SEBERAPA besar nilai pahala dari satu kebaikan yang kita lakukan?

Secara logika, kita mungkin memberi nilai 70 untuk tersenyum, membuang sampah di tempat sampah, dan berbicara dengan sopan. Lalu nilai 80 untuk makan dengan tangan kanan dan bersikap amanah. Sedangkan beramal untuk panti asuhan, menunaikan umrah, dan menjadi sukarelawan di penampungan korban bencana alam bisa mendapat nilai 90.

Tapi ya, itu matematika ala manusia. Matematika yang disesuaikan dengan logika.

Apakah sama dengan rumus hitungan pahala yang ditetapkan Allah Swt? Wallahu a’lam, Allah yang Maha Mengetahui.

Sebagai muslim, kita memahami bahwa ada “faktor X” yang membuat nilai perbuatan baik kita harus berkurang.

Ada seseorang yang melakukan kebaikan karena riya, ada yang Ikhlas. Ada orang yang melakukan perbuatan baik ala kadarnya, ada yang benar-benar berbuat baik lalu disempurnakan dan diperbesar manfaatnya.

Ada orang yang terbebani untuk berbuat kebaikan hingga justru merugikan orang lain, ada yang melakukan kebaikan dengan riang gembira bahkan membuat orang tergerak hati untuk meniru kebaikan tersebut.

Intinya, kita tidak bisa menciptakan ‘kasta’ perbuatan baik karena penghitungannya bukan menggunakan matematika manusia.

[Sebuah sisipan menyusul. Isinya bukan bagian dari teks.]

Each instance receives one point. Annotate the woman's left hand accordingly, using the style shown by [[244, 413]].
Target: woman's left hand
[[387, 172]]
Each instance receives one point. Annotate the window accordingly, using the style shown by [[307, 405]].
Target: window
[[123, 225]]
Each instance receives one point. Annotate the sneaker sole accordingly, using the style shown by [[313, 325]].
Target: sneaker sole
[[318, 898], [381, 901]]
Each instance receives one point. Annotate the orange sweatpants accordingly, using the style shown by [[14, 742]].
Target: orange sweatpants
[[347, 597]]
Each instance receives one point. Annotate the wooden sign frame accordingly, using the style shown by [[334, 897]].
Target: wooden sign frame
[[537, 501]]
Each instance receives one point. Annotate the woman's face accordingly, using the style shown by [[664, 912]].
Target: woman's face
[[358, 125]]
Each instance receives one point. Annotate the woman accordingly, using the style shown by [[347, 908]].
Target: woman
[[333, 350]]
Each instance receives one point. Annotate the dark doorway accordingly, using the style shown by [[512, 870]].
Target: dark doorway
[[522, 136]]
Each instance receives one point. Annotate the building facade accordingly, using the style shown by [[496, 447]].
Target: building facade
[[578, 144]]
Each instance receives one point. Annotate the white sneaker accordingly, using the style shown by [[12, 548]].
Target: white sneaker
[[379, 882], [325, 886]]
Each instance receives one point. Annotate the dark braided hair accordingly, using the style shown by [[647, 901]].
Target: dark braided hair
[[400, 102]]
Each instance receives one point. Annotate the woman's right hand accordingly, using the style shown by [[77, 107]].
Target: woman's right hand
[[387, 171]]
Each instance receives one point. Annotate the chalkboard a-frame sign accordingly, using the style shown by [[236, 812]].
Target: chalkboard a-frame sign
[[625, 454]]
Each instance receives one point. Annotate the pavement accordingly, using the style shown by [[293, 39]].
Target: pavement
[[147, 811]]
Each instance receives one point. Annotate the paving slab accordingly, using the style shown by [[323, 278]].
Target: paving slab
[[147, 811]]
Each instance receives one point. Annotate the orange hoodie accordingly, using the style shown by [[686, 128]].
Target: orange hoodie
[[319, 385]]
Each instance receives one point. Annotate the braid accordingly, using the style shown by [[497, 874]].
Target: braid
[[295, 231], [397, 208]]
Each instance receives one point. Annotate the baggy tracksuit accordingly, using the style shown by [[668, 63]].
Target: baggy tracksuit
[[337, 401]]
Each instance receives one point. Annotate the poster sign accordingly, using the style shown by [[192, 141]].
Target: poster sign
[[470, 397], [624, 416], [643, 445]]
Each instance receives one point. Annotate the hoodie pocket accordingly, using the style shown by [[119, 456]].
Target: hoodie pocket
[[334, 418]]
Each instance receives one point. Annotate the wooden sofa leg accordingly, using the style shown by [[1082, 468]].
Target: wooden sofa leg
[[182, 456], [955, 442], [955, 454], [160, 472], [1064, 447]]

Sekecil apa pun usaha kita mendekati Allah, akan ada nilai pahalanya. Dan semuanya berharga. Semua diatur dalam Islam yang telah disempurnakan oleh Allah (Al-Maidah ayat 3).

Sekalipun hanya tersenyum, namun ketika senyum itu mampu menghadirkan kedamaian serta semangat di hati orang-orang di dekatnya, bisa jadi nilainya lebih besar daripada menyumbang banyak mainan untuk panti asuhan tanpa memperdulikan kualitas barang yang disumbangnya dan demi mengejar like di media sosial.

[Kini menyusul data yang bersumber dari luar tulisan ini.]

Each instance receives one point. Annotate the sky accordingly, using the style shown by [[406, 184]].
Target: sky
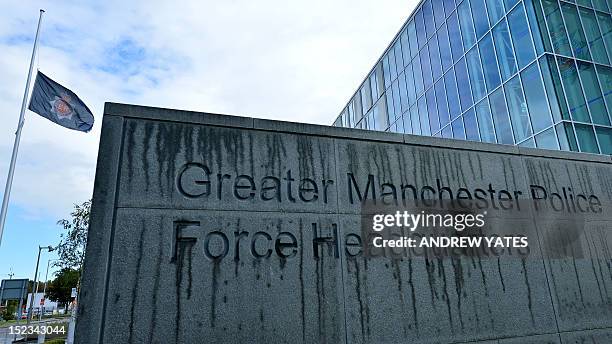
[[294, 60]]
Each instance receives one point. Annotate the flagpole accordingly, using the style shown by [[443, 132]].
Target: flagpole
[[9, 179]]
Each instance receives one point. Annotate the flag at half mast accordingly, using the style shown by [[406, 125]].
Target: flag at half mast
[[60, 105]]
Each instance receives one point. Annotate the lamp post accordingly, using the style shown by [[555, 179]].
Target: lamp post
[[45, 287], [40, 248]]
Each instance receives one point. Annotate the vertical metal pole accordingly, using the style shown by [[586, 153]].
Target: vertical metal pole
[[9, 179], [32, 297]]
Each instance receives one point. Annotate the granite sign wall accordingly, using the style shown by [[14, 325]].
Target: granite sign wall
[[221, 229]]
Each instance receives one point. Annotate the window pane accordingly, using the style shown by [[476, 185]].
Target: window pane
[[574, 30], [423, 117], [418, 80], [505, 55], [430, 25], [434, 55], [463, 85], [604, 135], [560, 94], [432, 111], [392, 65], [520, 36], [605, 77], [445, 51], [547, 139], [510, 3], [518, 109], [567, 140], [571, 83], [386, 71], [454, 35], [476, 76], [465, 21], [471, 128], [536, 98], [500, 117], [420, 27], [596, 44], [458, 132], [414, 47], [550, 90], [484, 121], [425, 67], [405, 47], [605, 23], [403, 92], [414, 120], [495, 8], [558, 36], [594, 97], [586, 138], [410, 85], [489, 63], [441, 101], [481, 22], [438, 12], [451, 94]]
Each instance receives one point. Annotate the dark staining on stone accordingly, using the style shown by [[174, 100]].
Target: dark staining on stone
[[136, 278]]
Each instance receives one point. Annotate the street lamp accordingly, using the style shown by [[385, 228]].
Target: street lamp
[[45, 287], [40, 248]]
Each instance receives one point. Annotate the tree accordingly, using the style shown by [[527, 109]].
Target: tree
[[61, 287], [71, 248]]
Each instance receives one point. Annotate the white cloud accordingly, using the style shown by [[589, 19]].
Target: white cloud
[[289, 60]]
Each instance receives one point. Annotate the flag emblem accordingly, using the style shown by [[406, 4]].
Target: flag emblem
[[62, 107]]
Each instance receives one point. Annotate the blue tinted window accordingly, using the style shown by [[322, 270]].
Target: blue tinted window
[[451, 94], [476, 76], [481, 23], [536, 98], [438, 12], [418, 80], [425, 67], [489, 63], [500, 117], [495, 9], [518, 109], [520, 36], [484, 121], [415, 122], [405, 47], [505, 55], [434, 55], [423, 117], [445, 51], [454, 35], [410, 84], [471, 127], [441, 101], [510, 3], [414, 47], [449, 5], [465, 22], [458, 132], [430, 25], [463, 85], [432, 111], [420, 27], [403, 92]]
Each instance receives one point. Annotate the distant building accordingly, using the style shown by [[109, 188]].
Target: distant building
[[533, 73]]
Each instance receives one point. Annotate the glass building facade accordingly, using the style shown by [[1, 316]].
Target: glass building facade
[[534, 73]]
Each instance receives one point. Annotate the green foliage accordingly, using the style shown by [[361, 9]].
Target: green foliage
[[71, 248], [60, 288]]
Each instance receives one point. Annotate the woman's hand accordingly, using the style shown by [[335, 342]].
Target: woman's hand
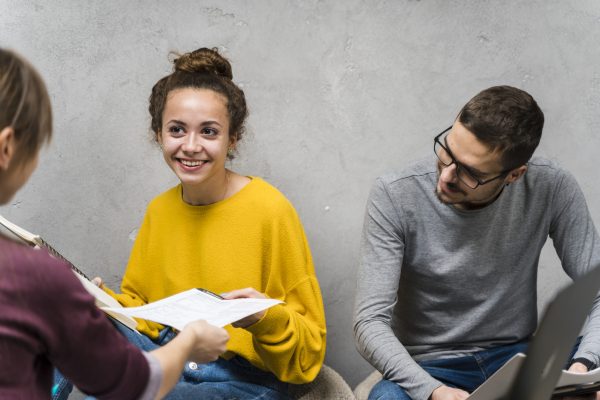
[[209, 341], [246, 294]]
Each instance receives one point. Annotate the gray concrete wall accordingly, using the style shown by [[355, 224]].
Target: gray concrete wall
[[339, 91]]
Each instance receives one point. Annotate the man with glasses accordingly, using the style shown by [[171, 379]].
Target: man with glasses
[[447, 281]]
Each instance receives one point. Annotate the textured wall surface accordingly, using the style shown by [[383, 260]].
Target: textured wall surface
[[339, 92]]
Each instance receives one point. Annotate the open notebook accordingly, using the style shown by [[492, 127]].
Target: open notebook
[[103, 300]]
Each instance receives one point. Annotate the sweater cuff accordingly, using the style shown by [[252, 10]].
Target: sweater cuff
[[590, 365], [266, 325]]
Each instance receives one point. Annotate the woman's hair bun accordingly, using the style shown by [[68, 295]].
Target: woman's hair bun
[[204, 60]]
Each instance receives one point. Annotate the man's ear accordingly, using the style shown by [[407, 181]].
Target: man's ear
[[7, 147], [516, 174]]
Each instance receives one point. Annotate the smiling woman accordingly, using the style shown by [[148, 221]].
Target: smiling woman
[[228, 233]]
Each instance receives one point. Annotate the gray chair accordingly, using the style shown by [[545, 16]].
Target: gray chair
[[328, 385], [363, 389]]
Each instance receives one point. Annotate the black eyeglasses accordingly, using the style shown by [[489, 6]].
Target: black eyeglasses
[[464, 173]]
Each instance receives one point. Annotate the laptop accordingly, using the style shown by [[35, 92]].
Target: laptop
[[534, 377]]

Maka tak perlulah kita memikirkan berapa besar nilai pahala kita. Jauh lebih berkah bila kita mengerjakan kebaikan tanpa berpikir untung ruginya. Kita memperbanyak amal saleh setiap hari. Kita berbuat baik semata karena mengejar ridha Allah Swt.

Bagi hamba-Nya yang menggunakan akal untuk berpikir, pasti akan mengerti bahwa ridha Allah itu mencakup kebahagiaan, ketenangan, kedamaian, keleluasaan, kemudahan, dan keberkahan yang terasa di sepanjang hayat. Dan kita tidak akan pernah tahu, ridha Allah itu adalah buah dari kebaikan yang mana.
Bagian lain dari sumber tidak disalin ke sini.